Saab 18 seri B adalah bukti. Ditenagai mesin Daimler Benz buatan Jerman, Saab 18B tercatat sebagai all metal bomber tercepat di dunia pada masanya. Dengan kecepatan maksimal 570 kilometer per jam, Saab 18 jauh mengungguli JU 86 (360 km/jam). bahkan pembom legendaris Jerman Heinkel He 111 (435 km/jam) dan pembom andalan AS Boeing B 17 Flying Fortress (460 km/jam) yang menguasai langit Eropa di penghujung Perang Dunia II tetap kalah cepat.
Populasi, sumber daya alam, dan keuangan Swedia tidaklah sebanyak Jerman, Inggris, atau AS. Dengan kekayaan mereka, tiga negara penguasa teknologi kedirgantaraan yang terlibat perang dunia, itu, punya banyak industri penerbangan yang masing-masing fokus di satu bidang.
Di Jerman misalnya, Messerscmitt berfokus memproduksi pesawat tempur, Heinkel di pesawat pembom, dan Junkers di pesawat angkut. Begitu pula dengan AS (Boeing di pengebom, North American di pemburu) dan Inggris (Handley Page dan Avro di pengebom, Hawker dan Supermarine di pemburu).
Kreatif dan inovatif
Swedia tak punya kemewahan itu. Saab adalah satu-satunya industri yang harus mampu membuat semua macam pesawat militer. Dampak yang mengejutkan dari beban itu, Saab menjadi industri yang kreatif dan inovatif. Pada 1943, Saab merancang pesawat pemburu pertamanya, Saab 21.
Seperti umumnya pesawat pemburu masa itu, Saab 21 haruslah berukuran kecil dan bermesin tunggal. Perbedaannya, Saab memilih mesin pusher propeller, baling-baling yang menghadap ke belakang dengan arah gerak mendorong (push) pesawat.
Sesungguhnya, pusher propeller adalah penggerak pertama yang dimiliki pesawat terbang. Pesawat terbang bermesin pertama yang dibuat oleh Orville dan Wilbur Wright pada 1903 menggunakan penggerak seperti itu.
Sejak sekitaran masa Perang Dunia I, mesin pusher propeller juga cukup populer digunakan. Namun, penggunanya terbatas pada pesawat amfibi.
Umumnya, mesin pusher propeller berada dalam sebuah gondola yang dipasang tinggi di atas tubuh pesawat (fuselage) seperti pesawat-pesawat amfibi produksi Savoia-Marchetti (Italia), Scan 20 (Perancis, 1941), dan Kawasaki Army Type 87 (Jepang, 1931. Menggunakan sekaligus pusher dan puller propeller).

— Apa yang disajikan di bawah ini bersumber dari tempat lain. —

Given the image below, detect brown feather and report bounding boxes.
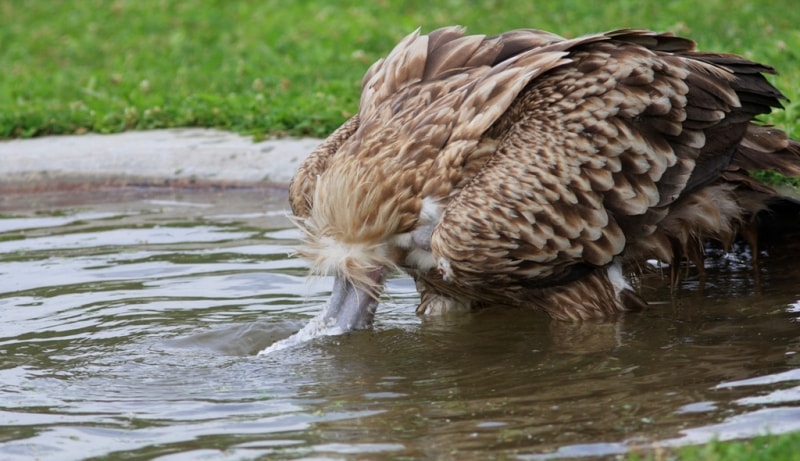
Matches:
[289,26,800,321]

Bagi pesawat amfibi, baling-baling menghadap ke belakang memiliki keuntungan karena terhindar dari cipratan air secara langsung.

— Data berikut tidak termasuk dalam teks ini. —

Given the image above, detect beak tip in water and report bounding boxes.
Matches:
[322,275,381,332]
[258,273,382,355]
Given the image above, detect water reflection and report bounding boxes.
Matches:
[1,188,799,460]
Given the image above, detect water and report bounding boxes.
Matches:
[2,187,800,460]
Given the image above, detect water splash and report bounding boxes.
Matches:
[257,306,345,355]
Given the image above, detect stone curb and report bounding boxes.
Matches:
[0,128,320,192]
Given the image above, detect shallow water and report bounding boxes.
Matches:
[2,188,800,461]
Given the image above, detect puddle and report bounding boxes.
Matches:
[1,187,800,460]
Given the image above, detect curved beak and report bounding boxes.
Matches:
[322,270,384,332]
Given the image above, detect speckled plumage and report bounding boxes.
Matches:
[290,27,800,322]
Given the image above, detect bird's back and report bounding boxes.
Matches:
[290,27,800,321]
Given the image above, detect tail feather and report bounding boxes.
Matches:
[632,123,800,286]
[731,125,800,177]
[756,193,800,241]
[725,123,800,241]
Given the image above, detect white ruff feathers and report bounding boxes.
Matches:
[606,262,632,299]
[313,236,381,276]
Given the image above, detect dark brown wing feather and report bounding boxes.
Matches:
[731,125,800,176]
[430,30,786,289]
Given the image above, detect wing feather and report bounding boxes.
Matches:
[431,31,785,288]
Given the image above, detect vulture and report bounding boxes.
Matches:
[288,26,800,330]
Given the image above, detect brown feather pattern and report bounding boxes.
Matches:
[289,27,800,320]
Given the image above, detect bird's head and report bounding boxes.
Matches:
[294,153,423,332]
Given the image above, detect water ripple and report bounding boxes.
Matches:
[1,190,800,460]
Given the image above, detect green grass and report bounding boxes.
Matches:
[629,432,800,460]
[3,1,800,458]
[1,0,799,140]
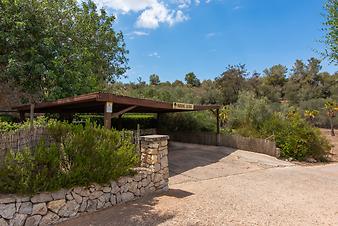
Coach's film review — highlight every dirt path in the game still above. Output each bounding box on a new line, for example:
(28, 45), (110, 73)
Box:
(58, 143), (338, 226)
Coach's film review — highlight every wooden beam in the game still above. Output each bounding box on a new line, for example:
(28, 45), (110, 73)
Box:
(104, 102), (113, 129)
(112, 105), (137, 118)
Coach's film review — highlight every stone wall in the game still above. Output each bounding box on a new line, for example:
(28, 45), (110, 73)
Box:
(0, 135), (169, 226)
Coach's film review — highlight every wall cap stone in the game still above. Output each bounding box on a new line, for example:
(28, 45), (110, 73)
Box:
(140, 135), (169, 141)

Namun, penggerak ini tak populer dalam desain pesawat jenis lain. Pasalnya, pesawat berbasis darat era itu umumnya dirancang dengan dua roda utama di pangkal sayap dan satu di ekor yang membuat kapal terbang itu tampak mendongak saat bergerak di landasan.

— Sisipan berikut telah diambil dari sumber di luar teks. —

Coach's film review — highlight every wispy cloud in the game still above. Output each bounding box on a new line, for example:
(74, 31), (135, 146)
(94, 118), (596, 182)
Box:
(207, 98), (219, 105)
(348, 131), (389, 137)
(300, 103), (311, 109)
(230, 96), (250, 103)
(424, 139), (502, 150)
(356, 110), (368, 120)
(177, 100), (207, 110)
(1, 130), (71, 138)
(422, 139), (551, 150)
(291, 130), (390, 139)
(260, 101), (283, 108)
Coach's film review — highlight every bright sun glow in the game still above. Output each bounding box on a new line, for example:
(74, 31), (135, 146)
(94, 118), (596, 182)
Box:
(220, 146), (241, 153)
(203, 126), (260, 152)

Pusher propeller itu sistem penggerak yang rumit untuk diterapkan saat itu. Namun, Saab melihat kelebihannya.
Mesin pusher propeller di sayap hanya bikin masalah karena harus dipasang sangat tinggi—atau roda utama dibuat jauh lebih panjang—agar baling-baling tidak menghantam tanah saat dihidupkan.
Pusher propeller juga memerlukan sistem pendingin mesin yang baru. Dengan puller propeller (gaya yang dihasilkan menarik pesawat) yang baling-balingnya menghadap depan, panas mesin dibantu pendinginannya lewat aliran udara yang dihasilkan baling-baling.
Singkat kata, pusher propeller itu sistem penggerak yang rumit untuk diterapkan saat itu. Namun, Saab melihat kelebihannya. Penggerak jenis itu secara aerodinamis membuat fin (sirip tegak) dan sirip horisontal menjadi lebih stabil.
Dengan begitu, bagian itu dapat dibikin lebih kecil yang berdampak pada pengurangan berat. Artinya, tenaga yang diperlukan pun tak harus besar yang ujung-ujungnya membuat biaya operasi jadi lebih murah.
Pesawat pemburu bermesin tunggal konvensional mengisi ruang di moncong pesawat—depan kokpit—dengan mesin. Jika meriam atau kanon juga diletakkan di sana, moncong tersebut dijejali mesin, kanon, dan kotak peluru yang membuat jumlah peluru yang diangkut terbatas.
Belum lagi harus dipikirkan pemakaian mekanisme penembakan yang membuat peluru yang melesat tidak menabrak baling-baling. Untuk menghindari persoalan-persoalan tersebut, kanon ditempatkan di sayap. Namun ini berdampak pada berkurangnya luasan tangki bahan bakar di sayap.
Pusher propeller pada rancangan Saab 21—mesin dan baling-baling diletakkan di belakang kokpit pada fuselage—membuat ruang di moncong pesawat terbuka luas untuk menampung lebih dari satu kanon berbagai ukuran laras plus peluru dalam jumlah yang banyak.
Urusan sistem pendingin mesin agaknya bukan persoalan besar. Pesawat ini dirancang untuk kebutuhan Swedia, negeri di Eropa Utara yang temperaturnya selalu lebih dingin dibanding bagian Eropa lainnya.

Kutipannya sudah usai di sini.